Tech talent, of which the Gulf is short but China has aplenty, is flowing in the other direction. The Shenzhen campus of the Chinese University of Hong Kong and the Shenzhen Research Institute of Big Data are helping Saudi Arabia’s King Abdullah University of Science and Technology (KAUST) build an artificial-intelligence model to power an Arabic-language chatbot called AceGPT. Around one in five of KAUST’s students and one in three of its postdoctoral researchers are Chinese.

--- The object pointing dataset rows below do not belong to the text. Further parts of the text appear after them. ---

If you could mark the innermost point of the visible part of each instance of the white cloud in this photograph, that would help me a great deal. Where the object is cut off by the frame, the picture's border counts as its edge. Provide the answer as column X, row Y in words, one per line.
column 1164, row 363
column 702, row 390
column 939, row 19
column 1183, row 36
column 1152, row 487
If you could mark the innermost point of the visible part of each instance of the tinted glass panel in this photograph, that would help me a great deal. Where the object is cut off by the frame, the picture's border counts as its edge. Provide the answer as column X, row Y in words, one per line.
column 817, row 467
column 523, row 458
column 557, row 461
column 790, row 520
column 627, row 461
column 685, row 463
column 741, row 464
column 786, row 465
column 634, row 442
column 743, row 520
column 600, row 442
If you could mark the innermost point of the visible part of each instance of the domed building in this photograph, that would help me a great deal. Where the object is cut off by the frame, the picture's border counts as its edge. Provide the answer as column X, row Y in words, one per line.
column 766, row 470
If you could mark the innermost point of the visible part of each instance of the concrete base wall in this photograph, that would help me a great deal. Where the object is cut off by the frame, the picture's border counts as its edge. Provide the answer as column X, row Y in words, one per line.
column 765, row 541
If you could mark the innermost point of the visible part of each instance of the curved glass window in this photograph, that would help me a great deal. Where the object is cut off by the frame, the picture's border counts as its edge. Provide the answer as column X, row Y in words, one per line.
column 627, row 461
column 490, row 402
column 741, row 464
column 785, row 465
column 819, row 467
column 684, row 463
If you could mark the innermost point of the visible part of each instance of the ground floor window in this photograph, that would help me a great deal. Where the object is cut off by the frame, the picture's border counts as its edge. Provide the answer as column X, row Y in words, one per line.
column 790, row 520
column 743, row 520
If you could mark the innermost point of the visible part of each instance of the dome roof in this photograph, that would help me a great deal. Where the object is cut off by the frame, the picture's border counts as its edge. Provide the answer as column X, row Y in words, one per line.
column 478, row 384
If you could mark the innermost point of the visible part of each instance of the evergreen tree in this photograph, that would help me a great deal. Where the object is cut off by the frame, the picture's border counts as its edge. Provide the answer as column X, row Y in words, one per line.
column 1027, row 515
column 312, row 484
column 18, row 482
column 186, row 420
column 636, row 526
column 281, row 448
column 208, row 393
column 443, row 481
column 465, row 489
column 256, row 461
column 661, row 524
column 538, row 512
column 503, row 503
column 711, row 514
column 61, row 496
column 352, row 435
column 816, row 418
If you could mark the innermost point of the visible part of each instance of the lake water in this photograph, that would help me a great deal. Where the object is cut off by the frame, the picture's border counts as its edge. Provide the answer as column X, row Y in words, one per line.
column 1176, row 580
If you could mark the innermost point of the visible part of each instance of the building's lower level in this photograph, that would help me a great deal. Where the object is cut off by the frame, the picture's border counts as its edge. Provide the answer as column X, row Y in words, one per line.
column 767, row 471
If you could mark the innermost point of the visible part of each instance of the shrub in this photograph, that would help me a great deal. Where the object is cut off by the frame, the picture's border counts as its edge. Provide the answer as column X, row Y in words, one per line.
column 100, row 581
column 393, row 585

The budding Sino-Arabic relationship will not replace the wilting Sino-American one. Dubai and Riyadh cannot match the depth of Silicon Valley’s expertise and New York’s capital markets. The Gulf wealth funds mostly cut cheques for a few hundred million dollars, whereas Americans also back early-stage startups in need of a few million. And for the Gulf, America remains a vital partner. In December an Emirati AI startup called G42, whose backers include Mubadala and Silver Lake, an American investor, said it would sever ties with Chinese firms rather than lose access to American technology. “We cannot work with both sides,” its chief executive, Xiao Peng, told the Financial Times. So much for being friends with everyone.